GDPR Compliance Services & Cyber Essentials
Data Protection Management & the first steps to GDPR Compliance
Cyber Essentials & IASME
Cyber Essentials is a scheme designed by the Government to make it easier for you and your business to protect against cyber criminals and data breaches.
Cyber Essentials requires your organisation to have five technical controls in place:
- Boundary firewalls
- Secure configuration
- User Access control
- Malware protection
- Patch management
Cyber Essentials offers a certification process so you can demonstrate that you have taken the essential precautions. It will provide evidence that you have carried out basic steps towards protecting your business and your data from internet based cyber-attacks.
Why get certified?
Certification against both IASME governance and the Cyber Essentials will indicate a good level of all-round information security. This will be particularly true if you also pass the GDPR assessment questions and indicate that you have made efforts to ensure your company is ready for the introduction of the regulation. For small business, looking at obtaining the Cyber Essentials with IASME governance certification will help provide guidance, assurance and show your customers and suppliers that you take security seriously.
Where does GDPR fit in?
By certifying to the IASME governance standard including the specific GDPR questions, you show your organisation has a wider governance system for management of the controls protecting personal data. The IASME governance standard adds a number of topics to Cyber Essentials which will be required for GDPR compliance, such as assessing business risks, training staff, dealing with incidents and handling operational issues. The cost and effort of putting your company through GDPR compliance is negligible compared to the cost of a data breach.
GDPR Compliance
GDPR is intended to strengthen and unify data protection for all individuals within the EU. The legislation came into effect on May 25, 2018 and at the time was cited as the most important change in data privacy and security regulation in 20 years and affects all businesses & organisations within the EU.

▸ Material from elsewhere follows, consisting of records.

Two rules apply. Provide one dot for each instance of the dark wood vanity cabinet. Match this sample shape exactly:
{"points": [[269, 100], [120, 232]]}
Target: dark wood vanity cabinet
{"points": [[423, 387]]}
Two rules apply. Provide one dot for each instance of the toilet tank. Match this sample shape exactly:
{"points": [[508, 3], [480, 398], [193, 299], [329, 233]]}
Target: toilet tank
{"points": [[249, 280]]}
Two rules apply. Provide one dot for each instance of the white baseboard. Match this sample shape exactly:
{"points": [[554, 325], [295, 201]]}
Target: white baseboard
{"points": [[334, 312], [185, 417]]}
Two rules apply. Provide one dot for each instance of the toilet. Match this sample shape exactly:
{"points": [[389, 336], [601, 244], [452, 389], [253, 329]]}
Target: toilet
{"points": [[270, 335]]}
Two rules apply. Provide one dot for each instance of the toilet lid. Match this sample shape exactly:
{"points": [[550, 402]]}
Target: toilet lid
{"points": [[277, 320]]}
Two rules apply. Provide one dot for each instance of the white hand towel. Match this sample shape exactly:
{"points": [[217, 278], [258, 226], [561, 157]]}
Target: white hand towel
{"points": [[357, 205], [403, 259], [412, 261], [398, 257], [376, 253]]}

Some of its key points are:
- Increased fines.
Fines can be up to 4% of global turnover or €20M, whichever is higher. - Opt-in consent.

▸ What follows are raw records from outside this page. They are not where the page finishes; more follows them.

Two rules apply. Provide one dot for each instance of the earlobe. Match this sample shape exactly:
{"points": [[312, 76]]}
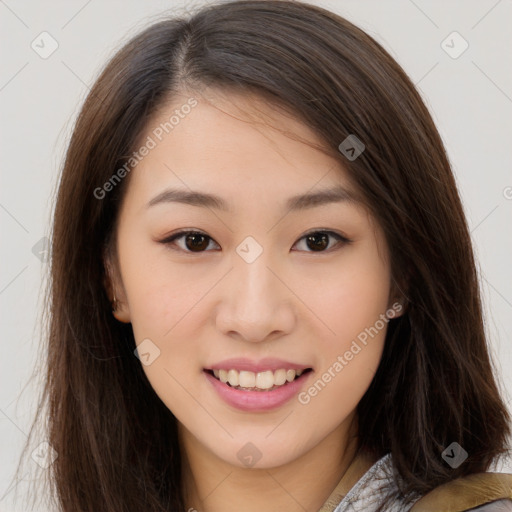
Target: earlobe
{"points": [[120, 309]]}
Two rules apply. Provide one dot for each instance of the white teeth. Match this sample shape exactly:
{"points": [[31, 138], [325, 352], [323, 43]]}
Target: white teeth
{"points": [[261, 380], [247, 379], [265, 380], [223, 376], [233, 378], [279, 377]]}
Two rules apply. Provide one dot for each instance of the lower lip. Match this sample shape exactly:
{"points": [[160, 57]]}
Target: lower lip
{"points": [[255, 401]]}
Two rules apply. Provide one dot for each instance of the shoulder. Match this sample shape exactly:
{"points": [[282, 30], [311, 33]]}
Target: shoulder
{"points": [[377, 484], [482, 492], [489, 492]]}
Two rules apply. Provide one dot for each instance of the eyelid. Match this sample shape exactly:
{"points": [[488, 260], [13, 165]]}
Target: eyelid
{"points": [[171, 238]]}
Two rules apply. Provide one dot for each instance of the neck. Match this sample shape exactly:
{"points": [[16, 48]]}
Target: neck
{"points": [[210, 484]]}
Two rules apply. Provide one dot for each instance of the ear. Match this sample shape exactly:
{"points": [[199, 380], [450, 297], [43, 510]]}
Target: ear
{"points": [[113, 285]]}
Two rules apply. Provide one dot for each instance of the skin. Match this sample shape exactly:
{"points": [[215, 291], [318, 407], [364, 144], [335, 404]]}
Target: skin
{"points": [[292, 302]]}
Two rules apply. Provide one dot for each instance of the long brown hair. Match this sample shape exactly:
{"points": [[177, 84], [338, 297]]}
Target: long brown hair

Users must give clear, unambiguous consent for their data to be collected and processed. And you must have proof of how, why and when the consent was given. - Breach notification.
The ICO must be informed within 72 hours of any data loss and users informed “as soon as possible”.
The Cyber Essentials scheme offers a big step towards being compliant with GDPR and most likely will put you ahead of competitors, many of whom will be dragging their heels. Organisations that also chose the IASME compliance, upon successful completion, will be provided with a “GDPR Ready” badge to display.